Georges Fenech et les trafiquants d’armes
mardi 8 juin 2010
Georges Fenech était lui aussi sur le banc des prévenus, mis en examen pour recel d’abus de biens sociaux. L’ Association Professionnelle des Magistrats (APM), syndicat aujourd’hui dissous, dont il était le président, avait en effet reçu 100 000 francs (soit 15 244 euros) des mains de Pierre Falcone (via la société Brenco France dirigée par celui-ci). Cette somme représentait la moitié du budget annuel de l’association.
L’enquête avait relevé plusieurs étrangetés, comme le fait qu’un membre de l’APM s’était efforcé de faire disparaître toute mention de la société Brenco des fichiers de l’APM.
Pour sa défense, Georges Fenech a toujours affirmé ne rien savoir des activités de marchand d’armes de Pierre Falcone. Etrange ignorance ... A la barre, le Général Mouton, qui avait présenté Pierre Falcone à Georges Fenech, affirme avoir indiqué à Georges Fenech que Brenco travaillait dans le domaine de l’armement. A l’époque, plusieurs articles de presse avaient déjà été publiés sur Pierre Falcone, le mettant en cause pour des ventes d’armes à destination de l’Angola.

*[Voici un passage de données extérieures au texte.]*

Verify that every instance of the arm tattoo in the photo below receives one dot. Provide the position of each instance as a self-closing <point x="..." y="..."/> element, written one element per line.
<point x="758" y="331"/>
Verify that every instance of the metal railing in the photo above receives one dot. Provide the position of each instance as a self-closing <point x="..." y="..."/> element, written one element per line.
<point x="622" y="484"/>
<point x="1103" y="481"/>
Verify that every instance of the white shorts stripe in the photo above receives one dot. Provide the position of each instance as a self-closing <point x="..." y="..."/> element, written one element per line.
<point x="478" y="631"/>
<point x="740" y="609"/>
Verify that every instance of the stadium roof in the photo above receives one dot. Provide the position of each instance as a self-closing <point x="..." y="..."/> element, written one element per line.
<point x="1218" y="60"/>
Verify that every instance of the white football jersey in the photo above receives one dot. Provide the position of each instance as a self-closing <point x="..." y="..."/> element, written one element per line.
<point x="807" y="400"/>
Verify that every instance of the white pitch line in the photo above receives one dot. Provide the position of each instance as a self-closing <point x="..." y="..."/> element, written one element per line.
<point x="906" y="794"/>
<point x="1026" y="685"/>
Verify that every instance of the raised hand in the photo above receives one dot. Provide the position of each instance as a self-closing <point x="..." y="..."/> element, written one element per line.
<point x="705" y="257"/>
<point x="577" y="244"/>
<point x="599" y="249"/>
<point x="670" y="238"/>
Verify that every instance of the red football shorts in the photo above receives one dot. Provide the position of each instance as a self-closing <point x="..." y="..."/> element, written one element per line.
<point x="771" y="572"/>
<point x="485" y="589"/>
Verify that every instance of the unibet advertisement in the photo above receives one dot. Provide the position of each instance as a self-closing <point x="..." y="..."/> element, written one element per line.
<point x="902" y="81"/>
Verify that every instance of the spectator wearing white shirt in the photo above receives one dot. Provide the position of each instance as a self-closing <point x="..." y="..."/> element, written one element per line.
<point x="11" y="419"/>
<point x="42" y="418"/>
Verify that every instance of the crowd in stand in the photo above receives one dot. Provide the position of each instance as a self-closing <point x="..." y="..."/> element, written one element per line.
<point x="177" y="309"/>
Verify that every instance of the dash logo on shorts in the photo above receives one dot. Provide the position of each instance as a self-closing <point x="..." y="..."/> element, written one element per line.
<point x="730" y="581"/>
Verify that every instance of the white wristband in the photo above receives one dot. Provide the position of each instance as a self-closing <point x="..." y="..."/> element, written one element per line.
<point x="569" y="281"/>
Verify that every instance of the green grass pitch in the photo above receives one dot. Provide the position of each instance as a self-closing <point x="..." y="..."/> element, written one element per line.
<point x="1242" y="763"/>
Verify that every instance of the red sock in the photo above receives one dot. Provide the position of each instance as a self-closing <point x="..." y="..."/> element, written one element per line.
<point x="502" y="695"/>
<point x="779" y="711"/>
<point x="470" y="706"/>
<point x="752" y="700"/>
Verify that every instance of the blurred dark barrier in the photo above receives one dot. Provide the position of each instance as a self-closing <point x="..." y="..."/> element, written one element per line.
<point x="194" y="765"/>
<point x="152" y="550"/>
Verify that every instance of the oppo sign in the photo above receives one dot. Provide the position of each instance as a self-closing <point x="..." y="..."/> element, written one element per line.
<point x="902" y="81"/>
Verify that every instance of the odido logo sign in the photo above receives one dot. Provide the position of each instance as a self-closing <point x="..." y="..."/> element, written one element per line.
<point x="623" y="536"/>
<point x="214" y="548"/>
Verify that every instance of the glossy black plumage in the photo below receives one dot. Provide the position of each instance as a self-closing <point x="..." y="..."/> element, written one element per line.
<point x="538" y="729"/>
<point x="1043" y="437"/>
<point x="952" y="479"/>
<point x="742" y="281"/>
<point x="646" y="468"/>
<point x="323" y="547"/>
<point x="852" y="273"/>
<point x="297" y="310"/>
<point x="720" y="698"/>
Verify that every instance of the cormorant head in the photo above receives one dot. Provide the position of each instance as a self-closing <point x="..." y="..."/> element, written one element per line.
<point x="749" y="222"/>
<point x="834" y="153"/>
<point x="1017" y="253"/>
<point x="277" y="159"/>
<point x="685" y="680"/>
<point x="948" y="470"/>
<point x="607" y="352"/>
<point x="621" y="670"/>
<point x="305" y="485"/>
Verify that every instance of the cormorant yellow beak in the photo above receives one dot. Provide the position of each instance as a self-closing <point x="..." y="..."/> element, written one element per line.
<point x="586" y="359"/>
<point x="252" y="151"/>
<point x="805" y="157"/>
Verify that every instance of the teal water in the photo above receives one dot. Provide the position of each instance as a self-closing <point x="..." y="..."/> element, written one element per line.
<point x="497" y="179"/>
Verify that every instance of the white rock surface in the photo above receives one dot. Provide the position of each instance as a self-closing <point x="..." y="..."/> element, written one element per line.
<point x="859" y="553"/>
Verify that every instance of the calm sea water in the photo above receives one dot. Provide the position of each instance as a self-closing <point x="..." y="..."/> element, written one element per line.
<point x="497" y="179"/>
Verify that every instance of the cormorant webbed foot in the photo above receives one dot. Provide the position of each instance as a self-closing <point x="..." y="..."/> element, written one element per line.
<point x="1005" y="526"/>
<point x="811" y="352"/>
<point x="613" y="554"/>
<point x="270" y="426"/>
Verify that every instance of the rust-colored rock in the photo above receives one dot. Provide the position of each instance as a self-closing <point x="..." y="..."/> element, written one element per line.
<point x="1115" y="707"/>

Les allégations de G. Fenech n’ont guère convaincu le tribunal de grande instance de Paris, comme le montrent ces extraits du jugement du 27 octobre 2009, qui soulignent un manque patent de prudence et de discernement, manque particulièrement regrettable chez un haut fonctionnaire et ancien magistrat qui se plaît à fustiger des mouvements spirituels. En effet, G. Fenech aurait fait preuve au mieux d’une consternante naïveté : Il n’a pu s’abstraire des interrogations de bon sens que pouvait susciter la conversion de cette somme en 50 abonnements à une revue d’intérêt relatif.
Le tribunal correctionnel a relaxé G. Fenech, faute de preuves, malgré les réquisitions du procureur qui avait demandé six mois de prison avec sursis et malgré l’intime conviction du juge, exprimée en termes mordants :
“En obtenant un virement de 100 000 francs, ordonné le 7 octobre 1997 en faveur de l’APM, dont il était le Président, monsieur Fenech a fait office d’intermédiaire au sens de l’article 321-1 du code pénal incriminant le recel. Contrairement a ce qu’il a soutenu, cette circonstance de fait caractérise l’élément matériel constitutif de délit [...]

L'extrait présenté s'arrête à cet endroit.